Publication: The Times
Painter and printmaker Ray Richardson grew up in Woolwich, South East London, and trained at Goldsmith’s College, where he was a contemporary of Damian Hirst, amongst others.
His cultural points of reference have remained close to his home patch, which he has explored in an extensive series of quasi-filmic narratives, over the past few decades. If there was an artist amongst the cast of Eastenders, he might manifest as Richardson, or a close approximation of him.
He’s definitely a geezer, and his themes are the geezer’s world – dogs (in particular the English bull-terrier), race horses, barber’s shops, groups of people in cars. His cast of characters includes boxers, former rugby players, other geezers with wide sideburns and comb-overs – and there are plenty of Stetsons and the occasional sunset, as the title of the show suggests.
With titles such as Roadtrip, Sweet Thing, Shadow of the Sun, Searching for the Young Soul Rebels, which conjure this milieu perfectly, Richardson also pays tribute to some of his musical influences – among them, Van Morrison, Paul Weller, The Clash and Dexys Mignight Runners.

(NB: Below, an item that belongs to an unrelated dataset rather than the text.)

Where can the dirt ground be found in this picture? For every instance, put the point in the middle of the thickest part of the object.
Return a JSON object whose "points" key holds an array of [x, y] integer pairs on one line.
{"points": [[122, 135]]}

Richardson has been described as Peter Howson with a sense of humour – and that’s just about right. Whereas Howson’s ‘gritty’ urban imagery is streaked with fear and neurosis (witness his ‘yobs with dogs’), Richardson somehow manages to convey a lighter mood, dwelling on the everyday as a source of celebratory motifs and situations.

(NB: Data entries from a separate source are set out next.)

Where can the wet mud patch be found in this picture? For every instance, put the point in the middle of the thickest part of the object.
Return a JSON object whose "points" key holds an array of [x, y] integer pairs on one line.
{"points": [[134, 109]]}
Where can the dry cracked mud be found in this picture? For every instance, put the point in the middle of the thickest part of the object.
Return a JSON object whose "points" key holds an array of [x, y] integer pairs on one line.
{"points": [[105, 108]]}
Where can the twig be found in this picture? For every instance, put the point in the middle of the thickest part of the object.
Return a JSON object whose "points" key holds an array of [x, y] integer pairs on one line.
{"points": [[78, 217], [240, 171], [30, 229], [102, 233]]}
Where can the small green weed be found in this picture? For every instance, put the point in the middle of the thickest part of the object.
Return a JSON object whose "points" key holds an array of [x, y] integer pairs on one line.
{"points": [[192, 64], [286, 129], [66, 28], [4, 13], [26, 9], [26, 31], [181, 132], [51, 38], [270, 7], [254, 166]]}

Some of his work (Fish out of Water, Come on You Cowards) is at times rather too sketchy and he does not always seem in command of his medium – this applies in particular to his etchings. He is on stronger form with his more recent paintings, which show a great deal of skill, both compositionally and in the handling of paint. Witness for example, the panoramic All the Fun of the Fair, which clearly celebrates the cinematic format. In other painted canvasses, there’s a clear debt to the US painter, Ewdard Hopper, whose subject matter also included lighthouses, diners and solitary characters.
Richardson’s popularity (well deserved and hard-earned) stems from the closeness of the artist to his subject matter and the way in which he defines the artist, not as a distant observer, but a close participant in the life and lives he so ably describes.